Monday, March 11, 2013

Dear Government: I Have a Good Idea

Dear U.S. Government,

I have a good idea. But I want to tell you a story first. 

My writing students are currently working on papers involving some aspect of federal spending. This morning, I them each to find a passage in their rough drafts where they use a number to make a point. After all, it's easier to talk about spending if you know how much is being spent.

One of my students quoted the Congressional Budget Office as saying that Healthcare Reform will likely have a net cost of $230 billion over the next six years. Because I'd already pointed out that billions are hard for people to process, he also expained that this is so much money that even if we paid a dollar every second, it would take 31 years (and some months, days, and seconds which I have since forgotten) to pay off.

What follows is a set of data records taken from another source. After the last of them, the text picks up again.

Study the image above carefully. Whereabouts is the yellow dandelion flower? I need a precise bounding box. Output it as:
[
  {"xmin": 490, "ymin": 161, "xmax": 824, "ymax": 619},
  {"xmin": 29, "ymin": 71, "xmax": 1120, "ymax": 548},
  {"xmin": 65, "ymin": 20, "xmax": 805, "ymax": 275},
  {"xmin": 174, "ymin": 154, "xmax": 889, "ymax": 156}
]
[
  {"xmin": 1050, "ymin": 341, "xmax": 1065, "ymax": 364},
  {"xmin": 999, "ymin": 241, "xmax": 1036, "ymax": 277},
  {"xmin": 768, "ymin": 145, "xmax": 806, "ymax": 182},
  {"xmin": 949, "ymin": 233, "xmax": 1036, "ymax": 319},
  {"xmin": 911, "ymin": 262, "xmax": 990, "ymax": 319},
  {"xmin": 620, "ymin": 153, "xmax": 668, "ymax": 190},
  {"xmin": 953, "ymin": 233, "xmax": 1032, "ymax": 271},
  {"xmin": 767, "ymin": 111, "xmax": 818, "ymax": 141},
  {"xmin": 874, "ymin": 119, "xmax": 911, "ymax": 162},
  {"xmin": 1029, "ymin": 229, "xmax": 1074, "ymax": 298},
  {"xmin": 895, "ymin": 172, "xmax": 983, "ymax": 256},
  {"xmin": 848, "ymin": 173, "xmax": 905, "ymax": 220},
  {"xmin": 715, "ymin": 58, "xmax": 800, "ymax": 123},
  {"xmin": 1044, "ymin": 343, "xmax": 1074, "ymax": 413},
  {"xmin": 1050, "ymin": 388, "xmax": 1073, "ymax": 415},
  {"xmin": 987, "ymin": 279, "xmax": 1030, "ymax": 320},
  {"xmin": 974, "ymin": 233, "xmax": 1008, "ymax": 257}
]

"Wow," I said. "That does sound expensive. But the government doesn't actually pay its bills with a dollar-per-second machine. And I personally have never spent money that fast. How much would that be per year if  we split the bill evenly among all Americans? Can anyone take a guess?"

 After a moment, one student raised her hand. "I think it would be somewhere around $50,000," she said. 

"Ai ai ai," said I. "Since $50,000 is about what the average American makes in a year, I would definitely be against a program that costs so much."

So we did the calculations. $230 billion divided by 300 million is about $770. That's the cost per person over the next six years. Which is actually about $130 per person per year. Or $520 per year for a family of four, if you prefer to think that way.

Now, obviously $130 is not what the average person actually will pay. That figure will vary a great deal based on income and write-offs and a host of other factors. But as an estimate, it's certainly a far cry from $50,000 per person per year. And a lot more easy to imagine than $230 billion by 2019.

What's worth $230 billion over the remainder of the decade? I feel completely unqualified to answer that question. What's worth $130 a year? I feel far more comfortable weighing in on that.

So here's my idea: why not send everyone a tax receipt each year with a nice little chart explaining where all their money went? I would love to know exactly how much of my own money went to the military. To NASA. To food stamps. To college loans. You could even set up a website where I can enter the amount of federal tax I paid and then click around to find out how much of my money went to the museum assessment program or to bridges in Alaska. 

I just think we'd have more informed political discussions if we talked in pennies to thousands of dollars per person, not in millions to trillions for the country as a whole.